Particulièrement visible en 2012, la pratique des promotions a été quasi permanente tout au long de l’année, y compris début décembre et sur les coffrets. Sollicités par les offres ciblées des cartes de fidélité, les consommateurs ont pris l’habitude de ne plus payer le prix affiché, au grand dam des marques. On estime désormais que le tiers des ventes de parfums s’effectue sous promotion, «avec le risque de dégrader la valeur sans compenser les pertes de consommation en volume», s’alarme Jean-Yves Granger, directeur général de Puig France.

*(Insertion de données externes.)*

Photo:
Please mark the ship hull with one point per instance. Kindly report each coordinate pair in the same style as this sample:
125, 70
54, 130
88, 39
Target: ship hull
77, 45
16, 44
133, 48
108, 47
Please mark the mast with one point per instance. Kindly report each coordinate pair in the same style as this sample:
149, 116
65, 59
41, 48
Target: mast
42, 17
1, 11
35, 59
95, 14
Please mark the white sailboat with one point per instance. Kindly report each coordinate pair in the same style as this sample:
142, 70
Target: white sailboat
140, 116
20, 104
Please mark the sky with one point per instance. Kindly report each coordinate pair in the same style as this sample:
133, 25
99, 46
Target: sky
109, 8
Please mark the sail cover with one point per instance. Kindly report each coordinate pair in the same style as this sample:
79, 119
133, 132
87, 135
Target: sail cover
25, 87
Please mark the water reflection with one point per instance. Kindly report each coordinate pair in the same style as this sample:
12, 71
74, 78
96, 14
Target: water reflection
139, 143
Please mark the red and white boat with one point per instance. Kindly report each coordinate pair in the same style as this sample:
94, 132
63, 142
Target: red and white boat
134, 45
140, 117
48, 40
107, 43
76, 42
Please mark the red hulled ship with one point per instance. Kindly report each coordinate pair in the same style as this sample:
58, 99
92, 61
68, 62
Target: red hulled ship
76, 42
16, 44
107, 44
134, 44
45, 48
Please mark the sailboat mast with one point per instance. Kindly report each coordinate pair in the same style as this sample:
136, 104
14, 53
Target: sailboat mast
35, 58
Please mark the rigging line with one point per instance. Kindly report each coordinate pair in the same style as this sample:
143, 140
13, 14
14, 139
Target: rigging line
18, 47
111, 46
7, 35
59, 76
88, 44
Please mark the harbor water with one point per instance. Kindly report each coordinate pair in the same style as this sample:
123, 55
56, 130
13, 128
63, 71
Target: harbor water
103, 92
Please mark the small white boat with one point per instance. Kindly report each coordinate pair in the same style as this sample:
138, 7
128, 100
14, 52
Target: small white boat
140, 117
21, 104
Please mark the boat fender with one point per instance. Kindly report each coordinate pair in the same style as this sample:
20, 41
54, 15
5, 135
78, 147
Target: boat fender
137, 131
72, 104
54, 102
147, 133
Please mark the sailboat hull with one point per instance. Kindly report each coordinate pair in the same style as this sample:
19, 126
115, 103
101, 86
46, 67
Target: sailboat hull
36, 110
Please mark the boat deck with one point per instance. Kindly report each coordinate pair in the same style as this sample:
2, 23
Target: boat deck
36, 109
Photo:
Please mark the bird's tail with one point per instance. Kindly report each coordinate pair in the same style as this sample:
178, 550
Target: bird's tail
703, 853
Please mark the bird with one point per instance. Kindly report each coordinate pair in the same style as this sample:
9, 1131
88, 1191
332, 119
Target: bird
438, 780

«Période de forte activité promotionnelle, la première semaine des soldes d’été a fait partie des dix semaines les plus fortes sur le marché de la beauté en parfumerie l’année dernière, assure Mathilde Puszka. Les coffrets ont soutenu le marché en unités en 2012 et sont devenus incontournables sur des périodes clés, même si certaines marques préfèrent des alternatives comme les parfums préemballés sans baisse de prix.» L’analyste note que la France est la seule à recourir aussi fortement au discount, au détriment d’autres techniques promotionnelles utilisées par exemple au Royaume-Uni, comme les gifts (cadeaux contre achat) ou les chèques cadeaux.

 

Des exclusivités très recherchées

Le 23 septembre, Lady Gaga créait l’émeute au Sephora des Champs-Élysées pour le lancement de son premier parfum Fame. Le flagship parisien renouvelait l’opération en mars de cette année pour l’arrivée de la ligne S by Shakira de la chanteuse colombienne. Si les parfums de célébrités, encore marginaux en France, ont tout à gagner à une exclusivité avec la première enseigne sélective en France, ce type de partenariat fait des émules. Nocibé les multiplie en 2013, avec Eau de Lacoste pour femme, Rêve de Van Cleef & Arpels, Guess Seductive Homme Blue, Un air d’escapade de Givenchy, L’eau par Kenzo Colors et Madly Kenzo Kiss’n Fly. «L’avantage des exclusivités est de nous différencier, de créer de la préférence pour notre enseigne et de montrer nos partis pris parfum, explique-t-on chez Nocibé. Notre enseigne est reconnue comme étant spécialiste du parfum, notre devoir est donc de proposer une large gamme de produits ainsi que de nombreuses nouveautés. C’est une demande forte de la part de notre clientèle.»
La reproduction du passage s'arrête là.